Traceback (most recent call last):
  File "/usr/lib/python3.8/runpy.py", line 194, in _run_module_as_main
    return _run_code(code, main_globals, None,
  File "/usr/lib/python3.8/runpy.py", line 87, in _run_code
    exec(code, run_globals)
  File "/root/rl-testbed-for-energyplus/baselines_energyplus/trpo_mpi/run_energyplus.py", line 75, in <module>
    main()
  File "/root/rl-testbed-for-energyplus/baselines_energyplus/trpo_mpi/run_energyplus.py", line 72, in main
    train(args.env, num_timesteps=args.num_timesteps, seed=args.seed)
  File "/root/rl-testbed-for-energyplus/baselines_energyplus/trpo_mpi/run_energyplus.py", line 67, in train
    policy.save(save_path="/root/rl-testbed-for-energyplus/model.pth")
AttributeError: 'PolicyWithValue' object has no attribute 'save'
EnergyPlusEnv: Severe error(s) occurred. Error count: -1
EnergyPlusEnv: Check contents of /root/eplog/openai-2022-07-12-01-35-18-145462/output/episode-00000001-55096/eplusout.err

Is the saving method changed? Thanks in advance!

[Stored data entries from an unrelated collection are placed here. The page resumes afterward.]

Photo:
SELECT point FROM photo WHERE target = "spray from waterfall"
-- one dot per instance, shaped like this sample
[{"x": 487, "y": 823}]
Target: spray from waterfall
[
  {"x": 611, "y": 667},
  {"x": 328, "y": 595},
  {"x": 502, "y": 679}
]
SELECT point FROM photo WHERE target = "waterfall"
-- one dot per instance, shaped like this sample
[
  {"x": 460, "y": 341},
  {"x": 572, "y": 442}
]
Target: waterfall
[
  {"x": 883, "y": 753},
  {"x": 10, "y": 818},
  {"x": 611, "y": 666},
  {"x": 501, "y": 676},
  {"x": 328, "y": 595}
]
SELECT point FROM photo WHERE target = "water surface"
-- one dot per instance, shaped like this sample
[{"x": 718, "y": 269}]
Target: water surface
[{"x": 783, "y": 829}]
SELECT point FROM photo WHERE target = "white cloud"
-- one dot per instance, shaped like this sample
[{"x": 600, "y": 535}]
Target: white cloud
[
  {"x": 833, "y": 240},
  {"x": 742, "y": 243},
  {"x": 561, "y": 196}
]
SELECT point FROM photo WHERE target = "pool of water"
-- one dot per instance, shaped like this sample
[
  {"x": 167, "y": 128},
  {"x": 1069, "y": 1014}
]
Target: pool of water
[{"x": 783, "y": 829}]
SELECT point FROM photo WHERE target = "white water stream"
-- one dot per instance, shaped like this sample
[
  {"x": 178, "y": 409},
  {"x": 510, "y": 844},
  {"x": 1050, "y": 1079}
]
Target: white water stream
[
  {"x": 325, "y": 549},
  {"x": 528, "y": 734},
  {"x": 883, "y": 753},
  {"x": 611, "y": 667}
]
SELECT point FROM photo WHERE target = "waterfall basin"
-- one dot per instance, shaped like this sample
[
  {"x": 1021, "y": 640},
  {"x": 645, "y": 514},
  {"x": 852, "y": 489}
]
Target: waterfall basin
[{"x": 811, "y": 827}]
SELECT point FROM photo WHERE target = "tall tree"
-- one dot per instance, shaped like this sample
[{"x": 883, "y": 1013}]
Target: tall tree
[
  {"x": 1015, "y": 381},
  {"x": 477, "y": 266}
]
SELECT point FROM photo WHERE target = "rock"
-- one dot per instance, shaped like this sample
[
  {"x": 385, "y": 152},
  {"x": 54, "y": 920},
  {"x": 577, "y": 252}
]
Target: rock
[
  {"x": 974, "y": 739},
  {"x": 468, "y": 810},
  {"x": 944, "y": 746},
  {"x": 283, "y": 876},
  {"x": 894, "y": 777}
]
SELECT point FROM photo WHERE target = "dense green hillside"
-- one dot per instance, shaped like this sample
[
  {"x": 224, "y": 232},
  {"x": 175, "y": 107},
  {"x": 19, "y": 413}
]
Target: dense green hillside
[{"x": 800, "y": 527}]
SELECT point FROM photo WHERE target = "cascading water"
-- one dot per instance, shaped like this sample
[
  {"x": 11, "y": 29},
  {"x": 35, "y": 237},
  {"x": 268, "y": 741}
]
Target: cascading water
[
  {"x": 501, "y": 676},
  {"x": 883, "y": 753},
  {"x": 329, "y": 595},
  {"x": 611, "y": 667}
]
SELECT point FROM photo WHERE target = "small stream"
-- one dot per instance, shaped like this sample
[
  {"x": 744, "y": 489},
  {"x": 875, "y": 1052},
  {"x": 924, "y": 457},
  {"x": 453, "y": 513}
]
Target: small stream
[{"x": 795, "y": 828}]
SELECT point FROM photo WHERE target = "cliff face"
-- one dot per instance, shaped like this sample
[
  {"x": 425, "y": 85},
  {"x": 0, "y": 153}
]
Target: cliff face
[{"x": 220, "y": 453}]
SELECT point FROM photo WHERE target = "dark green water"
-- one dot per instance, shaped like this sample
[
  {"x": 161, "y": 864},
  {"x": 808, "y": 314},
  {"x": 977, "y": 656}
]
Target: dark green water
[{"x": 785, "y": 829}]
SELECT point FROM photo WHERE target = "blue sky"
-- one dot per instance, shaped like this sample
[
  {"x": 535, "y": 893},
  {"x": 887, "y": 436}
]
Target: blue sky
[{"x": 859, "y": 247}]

antoine-galataud commented 2 years ago

Hi @WynnCJF. Looking at baselines code it seems indeed there was a change with the integration of tensorflow2: save and load methods were removed from PolicyWithValue class (see https://github.com/openai/baselines/blob/tf2/baselines/common/policies.py).

A possible fix (not tested):

policy = trpo_mpi.learn(env=env,
    network=mlp(num_hidden=32, num_layers=2),
    total_timesteps=num_timesteps,
    #timesteps_per_batch=1*1024, max_kl=0.01, cg_iters=10, cg_damping=0.1,
    timesteps_per_batch=16*1024, max_kl=0.01, cg_iters=10, cg_damping=0.1,
    gamma=0.99, lam=0.98, vf_iters=5, vf_stepsize=1e-3
)

import tensorflow as tf
save_path="/root/rl-testbed-for-energyplus/model.path"
ckpt = tf.train.Checkpoint(model=policy)
manager = tf.train.CheckpointManager(ckpt, save_path, max_to_keep=None)
manager.save()

Hope it helps!

WynnCJF commented 2 years ago

Thanks Antoine! This solves our problem.